O LP de 1992 que serviu de inspiração para este post. Da minha coleção.
O LP de 1992 que serviu de inspiração para este post. Da minha coleção.
Deixei o Rio Grande muito cedo, buscando trabalho no Paraná (Umuarama - 1969). As rádios do Rio Grande (Guaíba e Gaúcha) me acompanharam. Nos anos 1980 até chegamos a fundar um Centro de Tradições Gaúchas nesta cidade. Hoje em Curitiba, me encanto com a música nativa do Rio Grande, com grande destaque para aquela que canta a herança missioneira. Mais particularmente lembro do pajeador Jayme Caetano Braun, que tinha um programa na rádio Guaíba, Brasil Grande do Sul, onde fazia uma verdadeira análise de conjuntura da realidade brasileira, com muita ironia e humor, sob a forma de pajeadas. Também tenho muito presente a música de Pedro Ortaça, um dos troncos da música missioneira. Ela tem muita profundidade e, ao mesmo tempo, é muito alegre. Também sempre ouvi a música de Noel Guarany e Cenair Maicá. Estes formam os quatro troncos da música missioneira.
As missões ou as reduções jesuíticas é uma história de muito significado e de muita complexidade. Sem entrar no mérito, os jesuítas deixaram um grande legado. Junto aos índios construíram uma organização de trabalho sob forma coletiva, os sensibilizaram para a arte e os prepararam para o trabalho. Isso tudo deveria ser destruído em função do Tratado de Madri (1750), quando estas terras, pertencentes aos espanhois, passaram a ser portuguesas, em troca da Colônia do Sacramento. Ocorreram então as Guerras Guaraníticas, que tinham por objetivo a destruição da organização do trabalho coletivo dos indígenas, que foi sendo substituído pelo avanço do latifúndio. Estas guerras geraram um santo, que, embora não proclamado, dá até nome a uma cidade, a cidade de São Sepé. O santo é Sepé Tiarajuru, o comandante da resistência indígena. Já os índios, largados à sua própria sorte, se espalharam pela Argentina, Uruguai e pelo Rio Grande, dando origem a um dos personagens típicos dos pagos, o gaúcho missioneiro.

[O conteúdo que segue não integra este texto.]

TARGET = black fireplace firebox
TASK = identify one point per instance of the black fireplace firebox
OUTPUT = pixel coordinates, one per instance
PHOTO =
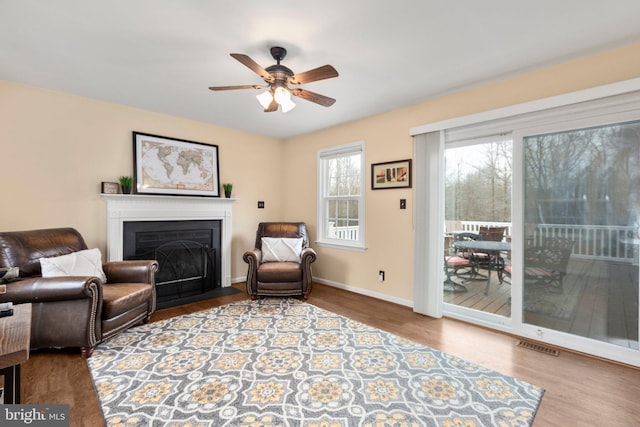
(188, 254)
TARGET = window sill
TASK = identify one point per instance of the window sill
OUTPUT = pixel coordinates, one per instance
(336, 245)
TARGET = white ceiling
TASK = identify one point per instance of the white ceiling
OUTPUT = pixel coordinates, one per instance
(162, 55)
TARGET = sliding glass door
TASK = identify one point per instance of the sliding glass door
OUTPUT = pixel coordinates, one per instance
(581, 212)
(477, 200)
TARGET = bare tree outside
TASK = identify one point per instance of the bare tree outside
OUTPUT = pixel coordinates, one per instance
(478, 182)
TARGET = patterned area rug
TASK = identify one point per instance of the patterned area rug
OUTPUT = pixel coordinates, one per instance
(282, 362)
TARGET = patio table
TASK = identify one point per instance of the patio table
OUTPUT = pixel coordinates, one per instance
(496, 263)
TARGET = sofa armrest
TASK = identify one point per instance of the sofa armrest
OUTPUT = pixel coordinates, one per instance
(40, 289)
(134, 271)
(253, 258)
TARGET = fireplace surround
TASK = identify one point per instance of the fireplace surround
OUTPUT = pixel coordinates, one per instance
(126, 209)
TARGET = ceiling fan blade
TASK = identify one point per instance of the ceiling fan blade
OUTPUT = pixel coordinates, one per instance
(237, 87)
(272, 107)
(320, 73)
(313, 97)
(253, 66)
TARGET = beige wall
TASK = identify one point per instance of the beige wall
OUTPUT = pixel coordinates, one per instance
(57, 148)
(389, 230)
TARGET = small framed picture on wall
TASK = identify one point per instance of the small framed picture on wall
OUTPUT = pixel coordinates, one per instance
(387, 175)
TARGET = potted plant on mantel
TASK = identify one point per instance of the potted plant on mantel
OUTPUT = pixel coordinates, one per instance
(227, 190)
(125, 184)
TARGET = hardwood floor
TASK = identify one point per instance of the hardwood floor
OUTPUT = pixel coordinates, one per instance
(580, 391)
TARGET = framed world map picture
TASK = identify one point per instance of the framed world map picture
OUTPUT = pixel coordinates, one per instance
(175, 167)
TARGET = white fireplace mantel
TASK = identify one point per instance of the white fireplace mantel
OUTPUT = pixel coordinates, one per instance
(123, 208)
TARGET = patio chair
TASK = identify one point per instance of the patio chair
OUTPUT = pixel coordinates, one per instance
(546, 264)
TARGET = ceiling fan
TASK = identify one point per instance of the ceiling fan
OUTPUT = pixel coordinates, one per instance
(278, 78)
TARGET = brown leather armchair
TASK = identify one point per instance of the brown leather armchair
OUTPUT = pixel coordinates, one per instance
(279, 278)
(75, 311)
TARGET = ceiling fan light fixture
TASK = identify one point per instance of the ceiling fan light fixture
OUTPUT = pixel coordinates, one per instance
(281, 95)
(265, 99)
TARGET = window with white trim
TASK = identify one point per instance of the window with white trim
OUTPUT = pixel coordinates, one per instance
(341, 193)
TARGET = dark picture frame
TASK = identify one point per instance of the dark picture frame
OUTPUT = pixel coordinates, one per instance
(176, 167)
(110, 187)
(396, 174)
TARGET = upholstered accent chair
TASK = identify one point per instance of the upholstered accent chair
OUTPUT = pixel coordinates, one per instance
(74, 311)
(280, 263)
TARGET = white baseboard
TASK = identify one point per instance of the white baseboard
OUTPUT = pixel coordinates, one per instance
(377, 295)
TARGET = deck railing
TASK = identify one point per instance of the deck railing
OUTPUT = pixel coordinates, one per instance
(603, 242)
(347, 233)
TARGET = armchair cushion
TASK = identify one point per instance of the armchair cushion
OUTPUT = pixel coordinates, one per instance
(87, 262)
(281, 249)
(280, 278)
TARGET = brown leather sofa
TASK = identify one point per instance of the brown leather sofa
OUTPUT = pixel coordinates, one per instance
(279, 278)
(75, 311)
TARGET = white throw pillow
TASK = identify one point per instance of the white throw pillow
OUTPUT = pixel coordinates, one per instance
(82, 263)
(279, 249)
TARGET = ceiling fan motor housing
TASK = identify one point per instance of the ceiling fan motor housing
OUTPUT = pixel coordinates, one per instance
(278, 53)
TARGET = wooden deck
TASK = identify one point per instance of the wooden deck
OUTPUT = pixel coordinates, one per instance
(599, 301)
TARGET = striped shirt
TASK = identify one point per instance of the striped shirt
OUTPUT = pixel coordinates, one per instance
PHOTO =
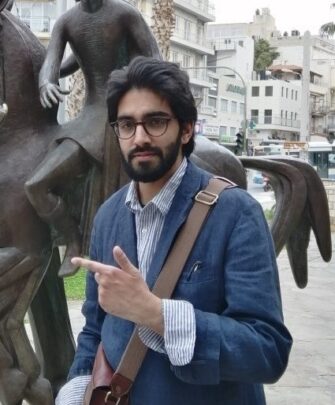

O canto missioneiro é um canto de lamento pelos valores perdidos e, especialmente, pela terra perdida e a sua relegação ao abandono. É também um canto altivo de recuperação de sentido e significado de um tempo que insiste em permanência, de se tornar tempo presente, "em tudo aquilo que canto". Cada um dos troncos missioneiros tem uma bela história de vida. Noel Guarany, até incorporou o nome do povo indígena guarani, ao seu próprio nome. Cenair Maicá fez de sua música um canto social, reclamando das injustiças e proclamando insubmissões. Jayme Caetano Braun fazia ecoar a sua voz libertária pela potentes ondas da rádio Guaíba e Pedro Ortaça canta a tradição de guerreiros que fizeram da lança a guitarra para entoar a voz das missões. O canto de Pedro Ortaça continua forte e, a ele se somou a música e voz dos filhos, Gabriel e Alberto e a da bela Marianita.
Imaginei fazer este post a partir de um música de Pedro Ortaça. É o que eu farei, mas antes quero mostrar um trecho de Noel Guarany, de Lavadeira do Uruguai, para sentir um pouco o canto missioneiro:
Ajoelhada junto ao rio,
a cantar com a correnteza,
lavando suores profanos
dos ricos da redondeza,
vê o lombo do dourado
que falta na sua mesa.
Mas vamos a Pedro Ortaça, De Guerreiro a Payador, do LP Pedro Ortaça - De Guerreiro a Payador, de 1992. A música é de Pedro Ortaça numa parceria com Vaine Darde.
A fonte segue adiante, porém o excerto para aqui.